Authoritative bodies have repeatedly examined these issues and concluded that the regulatory burdens on advanced biotechnology are not justified by science, data, or experience. These misunderstandings must be challenged, and scientific evidence must be restored to its primacy as the basis for making regulatory decisions about food safety
- Create or strengthen institutions to serve as Centers of Innovation Excellence. Feeding the planet requires a wide array of productive agricultural systems. Climate change is impacting these systems in a variety of ways. Worldwide cooperation to quickly advance and deploy innovative and adaptable agricultural technologies is therefore essential. Just as in the “Green Revolution,” agricultural stakeholders around the world must work together to speed the development and deployment of next-generation crop technologies.
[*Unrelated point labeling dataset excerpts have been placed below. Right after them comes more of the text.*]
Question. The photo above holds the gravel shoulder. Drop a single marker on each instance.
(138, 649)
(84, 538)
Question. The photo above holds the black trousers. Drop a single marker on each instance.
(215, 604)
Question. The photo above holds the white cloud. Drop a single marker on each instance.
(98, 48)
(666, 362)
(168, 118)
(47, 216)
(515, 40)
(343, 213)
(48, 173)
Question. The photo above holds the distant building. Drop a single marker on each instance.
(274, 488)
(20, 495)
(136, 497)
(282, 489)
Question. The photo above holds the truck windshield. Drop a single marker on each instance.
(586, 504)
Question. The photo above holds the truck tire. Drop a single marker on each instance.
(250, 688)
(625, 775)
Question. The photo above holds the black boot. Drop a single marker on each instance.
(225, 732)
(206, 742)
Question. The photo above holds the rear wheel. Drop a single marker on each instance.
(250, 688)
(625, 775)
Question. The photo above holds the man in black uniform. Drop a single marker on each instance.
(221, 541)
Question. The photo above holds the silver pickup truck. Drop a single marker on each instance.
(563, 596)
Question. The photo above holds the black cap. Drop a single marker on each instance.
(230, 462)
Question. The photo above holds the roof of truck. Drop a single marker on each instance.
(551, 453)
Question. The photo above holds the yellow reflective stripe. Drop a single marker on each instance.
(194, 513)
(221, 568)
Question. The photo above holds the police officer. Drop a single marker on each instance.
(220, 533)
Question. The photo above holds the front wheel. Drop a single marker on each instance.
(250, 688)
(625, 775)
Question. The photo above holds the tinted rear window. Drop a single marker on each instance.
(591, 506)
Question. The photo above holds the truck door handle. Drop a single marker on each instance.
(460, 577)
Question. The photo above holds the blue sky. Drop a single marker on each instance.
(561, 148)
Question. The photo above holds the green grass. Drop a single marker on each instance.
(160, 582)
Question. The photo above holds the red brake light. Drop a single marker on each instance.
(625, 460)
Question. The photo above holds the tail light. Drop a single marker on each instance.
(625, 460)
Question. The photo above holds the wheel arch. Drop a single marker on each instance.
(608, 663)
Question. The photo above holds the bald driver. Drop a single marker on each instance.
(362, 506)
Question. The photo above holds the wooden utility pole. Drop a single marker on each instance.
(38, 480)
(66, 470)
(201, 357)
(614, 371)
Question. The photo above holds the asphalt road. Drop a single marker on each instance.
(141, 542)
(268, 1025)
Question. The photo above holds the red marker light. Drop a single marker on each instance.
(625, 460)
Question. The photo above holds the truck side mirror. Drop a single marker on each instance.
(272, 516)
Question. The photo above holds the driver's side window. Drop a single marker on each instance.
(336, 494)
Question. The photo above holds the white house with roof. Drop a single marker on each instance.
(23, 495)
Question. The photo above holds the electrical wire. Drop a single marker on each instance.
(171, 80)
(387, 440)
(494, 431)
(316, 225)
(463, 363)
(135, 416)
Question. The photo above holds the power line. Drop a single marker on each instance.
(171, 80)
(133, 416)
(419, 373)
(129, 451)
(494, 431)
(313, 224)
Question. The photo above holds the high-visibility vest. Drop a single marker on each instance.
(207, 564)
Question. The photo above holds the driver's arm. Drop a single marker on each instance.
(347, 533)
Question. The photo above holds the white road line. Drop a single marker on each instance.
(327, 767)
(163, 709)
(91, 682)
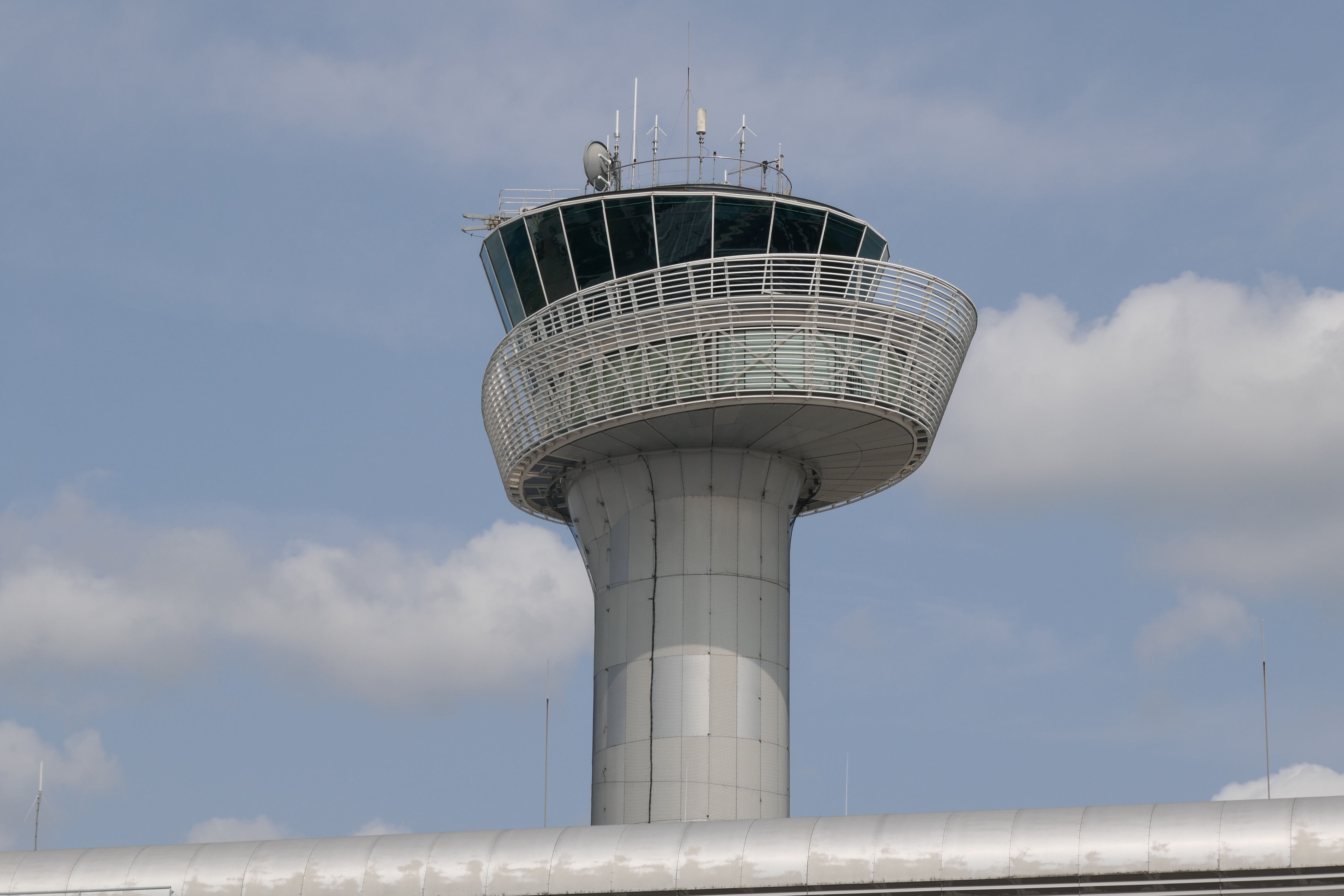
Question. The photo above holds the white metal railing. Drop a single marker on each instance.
(819, 328)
The challenges facing agriculture over the coming decades are so great and complex that they must be met by organizations with commensurate strength and the ability to solve complex problems. Numerous existing organizations at the national and international level have some of the capabilities needed, but none have all that are required. All of these organizations need additional resources to bring their capabilities to the required level and to enable the global networking and cooperative, multidisciplinary approaches that are necessary. National agricultural research systems in a number of countries, colleges and universities, the private sector, and international consortia like the Consultative Group on International Agricultural Research (CGIAR) must all be strengthened and expanded to engage global innovation communities cooperatively and in a realistic way to face the challenges that loom.